Finding the remainder of $2^{2021}$ divided by $2700.$ I can't solve this because $2700= 3\cdot 9\cdot 100$ and we cannot use Little Fermat.

Answer 1

We have $2700 = 3^3 2^2 5^2$. We will evaluate $2^{2021}$ modulo each of $3^3$, $2^2$, and $5^2$ and use the Chinese remainder theorem to piece the result back together.

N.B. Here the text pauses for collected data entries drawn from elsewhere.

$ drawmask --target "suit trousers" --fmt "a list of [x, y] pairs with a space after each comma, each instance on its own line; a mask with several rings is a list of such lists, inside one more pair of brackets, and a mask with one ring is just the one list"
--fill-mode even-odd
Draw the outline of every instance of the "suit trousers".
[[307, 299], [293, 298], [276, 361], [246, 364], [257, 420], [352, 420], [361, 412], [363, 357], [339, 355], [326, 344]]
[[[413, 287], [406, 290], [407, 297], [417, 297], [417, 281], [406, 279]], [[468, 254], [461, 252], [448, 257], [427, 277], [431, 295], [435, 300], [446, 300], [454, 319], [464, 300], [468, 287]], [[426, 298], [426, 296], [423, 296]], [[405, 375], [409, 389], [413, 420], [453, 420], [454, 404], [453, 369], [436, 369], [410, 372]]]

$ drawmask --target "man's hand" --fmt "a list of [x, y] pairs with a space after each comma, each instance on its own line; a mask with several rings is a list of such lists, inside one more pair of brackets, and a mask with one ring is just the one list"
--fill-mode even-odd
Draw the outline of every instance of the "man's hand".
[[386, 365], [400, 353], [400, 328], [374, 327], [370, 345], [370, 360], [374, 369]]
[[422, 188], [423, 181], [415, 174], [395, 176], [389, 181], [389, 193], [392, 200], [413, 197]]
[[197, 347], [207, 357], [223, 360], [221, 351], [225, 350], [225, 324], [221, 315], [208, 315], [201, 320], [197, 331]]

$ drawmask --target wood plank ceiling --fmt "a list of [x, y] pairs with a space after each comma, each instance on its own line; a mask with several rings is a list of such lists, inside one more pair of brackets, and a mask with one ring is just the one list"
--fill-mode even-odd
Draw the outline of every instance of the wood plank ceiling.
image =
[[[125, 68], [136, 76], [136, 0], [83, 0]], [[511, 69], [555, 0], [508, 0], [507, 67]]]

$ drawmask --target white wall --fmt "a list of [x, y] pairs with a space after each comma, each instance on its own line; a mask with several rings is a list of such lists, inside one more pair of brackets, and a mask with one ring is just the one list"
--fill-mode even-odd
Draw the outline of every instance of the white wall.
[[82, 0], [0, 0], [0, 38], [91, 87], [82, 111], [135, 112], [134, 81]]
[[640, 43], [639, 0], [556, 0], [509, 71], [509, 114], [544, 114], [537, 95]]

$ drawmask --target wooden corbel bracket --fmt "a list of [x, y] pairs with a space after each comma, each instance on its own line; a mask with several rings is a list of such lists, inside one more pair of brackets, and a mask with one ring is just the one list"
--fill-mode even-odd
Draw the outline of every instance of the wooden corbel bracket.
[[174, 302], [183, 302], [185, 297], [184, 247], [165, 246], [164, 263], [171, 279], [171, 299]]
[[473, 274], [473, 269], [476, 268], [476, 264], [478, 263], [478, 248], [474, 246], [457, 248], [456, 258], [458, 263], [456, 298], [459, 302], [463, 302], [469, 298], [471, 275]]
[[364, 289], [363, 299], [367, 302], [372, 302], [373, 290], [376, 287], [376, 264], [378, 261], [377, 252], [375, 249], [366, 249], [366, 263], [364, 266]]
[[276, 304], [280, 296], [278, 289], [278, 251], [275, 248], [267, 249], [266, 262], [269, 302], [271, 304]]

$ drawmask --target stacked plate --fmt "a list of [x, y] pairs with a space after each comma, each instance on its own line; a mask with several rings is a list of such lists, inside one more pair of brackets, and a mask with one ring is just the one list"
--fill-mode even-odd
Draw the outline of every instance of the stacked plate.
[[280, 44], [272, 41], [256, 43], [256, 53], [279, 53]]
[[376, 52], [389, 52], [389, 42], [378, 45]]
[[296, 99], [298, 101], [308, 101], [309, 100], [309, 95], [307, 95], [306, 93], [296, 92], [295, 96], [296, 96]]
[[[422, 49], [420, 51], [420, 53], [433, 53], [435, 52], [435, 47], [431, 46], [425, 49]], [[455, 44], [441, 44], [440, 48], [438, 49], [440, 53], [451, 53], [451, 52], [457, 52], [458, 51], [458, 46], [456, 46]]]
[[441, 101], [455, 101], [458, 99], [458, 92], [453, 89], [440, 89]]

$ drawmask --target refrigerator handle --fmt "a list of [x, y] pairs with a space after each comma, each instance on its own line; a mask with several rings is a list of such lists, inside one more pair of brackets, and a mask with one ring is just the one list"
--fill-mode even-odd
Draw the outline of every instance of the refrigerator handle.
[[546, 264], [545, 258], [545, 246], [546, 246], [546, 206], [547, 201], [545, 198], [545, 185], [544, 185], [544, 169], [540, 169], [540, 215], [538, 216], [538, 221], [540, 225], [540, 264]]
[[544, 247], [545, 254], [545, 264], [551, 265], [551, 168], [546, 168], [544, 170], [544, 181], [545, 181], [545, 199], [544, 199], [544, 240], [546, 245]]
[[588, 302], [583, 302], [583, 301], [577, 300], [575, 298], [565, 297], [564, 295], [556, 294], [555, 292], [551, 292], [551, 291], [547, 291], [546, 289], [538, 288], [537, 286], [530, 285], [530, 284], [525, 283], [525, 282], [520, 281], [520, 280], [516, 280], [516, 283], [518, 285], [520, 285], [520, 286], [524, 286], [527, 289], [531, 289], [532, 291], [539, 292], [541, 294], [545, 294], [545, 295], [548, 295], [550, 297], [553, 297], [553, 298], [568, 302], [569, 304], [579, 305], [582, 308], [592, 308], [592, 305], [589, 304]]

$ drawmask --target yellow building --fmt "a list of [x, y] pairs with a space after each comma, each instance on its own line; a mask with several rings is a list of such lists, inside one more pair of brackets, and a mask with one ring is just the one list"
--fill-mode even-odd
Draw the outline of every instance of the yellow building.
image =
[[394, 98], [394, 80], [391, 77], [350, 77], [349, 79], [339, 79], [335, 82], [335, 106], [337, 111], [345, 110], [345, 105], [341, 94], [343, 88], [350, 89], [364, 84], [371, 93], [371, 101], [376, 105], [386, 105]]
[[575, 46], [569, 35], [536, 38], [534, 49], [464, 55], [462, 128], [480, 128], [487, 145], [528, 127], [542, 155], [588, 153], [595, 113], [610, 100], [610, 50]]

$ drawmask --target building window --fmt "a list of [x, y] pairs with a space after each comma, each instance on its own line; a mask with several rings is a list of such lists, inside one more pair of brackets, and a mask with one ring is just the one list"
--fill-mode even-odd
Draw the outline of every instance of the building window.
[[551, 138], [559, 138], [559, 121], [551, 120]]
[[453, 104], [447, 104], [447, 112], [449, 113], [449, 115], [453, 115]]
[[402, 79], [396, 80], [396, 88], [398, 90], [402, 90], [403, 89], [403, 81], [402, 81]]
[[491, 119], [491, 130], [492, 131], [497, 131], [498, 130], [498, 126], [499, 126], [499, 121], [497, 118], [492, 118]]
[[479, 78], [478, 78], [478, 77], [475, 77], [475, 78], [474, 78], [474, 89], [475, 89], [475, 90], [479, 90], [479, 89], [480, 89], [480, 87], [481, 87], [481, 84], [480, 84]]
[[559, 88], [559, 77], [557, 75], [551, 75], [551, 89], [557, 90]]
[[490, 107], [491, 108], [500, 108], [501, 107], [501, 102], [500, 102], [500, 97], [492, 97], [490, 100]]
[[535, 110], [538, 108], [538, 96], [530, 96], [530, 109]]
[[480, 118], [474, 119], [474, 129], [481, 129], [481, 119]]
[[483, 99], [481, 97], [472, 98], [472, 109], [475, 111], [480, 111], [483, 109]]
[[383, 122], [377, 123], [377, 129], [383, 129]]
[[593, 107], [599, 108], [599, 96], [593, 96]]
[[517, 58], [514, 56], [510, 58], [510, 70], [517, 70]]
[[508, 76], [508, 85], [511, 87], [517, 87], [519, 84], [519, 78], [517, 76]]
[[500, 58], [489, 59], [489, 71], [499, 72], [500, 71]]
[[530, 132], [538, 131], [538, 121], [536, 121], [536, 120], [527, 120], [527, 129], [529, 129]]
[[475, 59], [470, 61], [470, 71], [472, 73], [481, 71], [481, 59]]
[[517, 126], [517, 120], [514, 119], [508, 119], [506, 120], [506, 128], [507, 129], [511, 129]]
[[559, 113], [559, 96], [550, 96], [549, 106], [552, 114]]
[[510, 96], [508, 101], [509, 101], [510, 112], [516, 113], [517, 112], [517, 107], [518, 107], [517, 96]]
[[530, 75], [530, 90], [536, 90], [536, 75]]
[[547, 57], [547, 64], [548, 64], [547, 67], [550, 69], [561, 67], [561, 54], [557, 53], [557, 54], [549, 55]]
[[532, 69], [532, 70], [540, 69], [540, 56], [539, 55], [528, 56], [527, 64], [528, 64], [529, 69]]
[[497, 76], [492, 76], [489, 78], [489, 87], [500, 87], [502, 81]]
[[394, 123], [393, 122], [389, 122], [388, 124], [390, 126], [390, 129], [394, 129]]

Note that $totient(3^3) = 3^2 \cdot 2 = 18$ and $2021 \equiv 5$ modulo 18, so $2^{2021} \equiv 2^5 = 32 \equiv 5$ modulo 27.

Note that $2^2 | 2^{2021}$, so $2^{2021} \equiv 0$ modulo $4$.

Note that $totient(5^2) = 5 \cdot 4 = 20$ and $2021 \equiv 1$ modulo $20$, so $2^{2021} \equiv 2^1 = 2$ modulo 25.

Now, we must piece these puzzle pieces together. Using the Euclidean algorithm, we compute that

$7 \cdot 4 - 27 = 1$
$13 \cdot 25 - 12 \cdot 27 = 1$
$25 - 6 \cdot 4 = 1$

So to compute a number which is $5$ mod 27 and 0 mod 4 and 2 mod 25, we take $5 \cdot (1 + 27) \cdot (1 + 12 \cdot 27) + (1 - 25) \cdot (1 - 13 \cdot 25)$, which evaluates to $47552 = 1652$ mod $2700$.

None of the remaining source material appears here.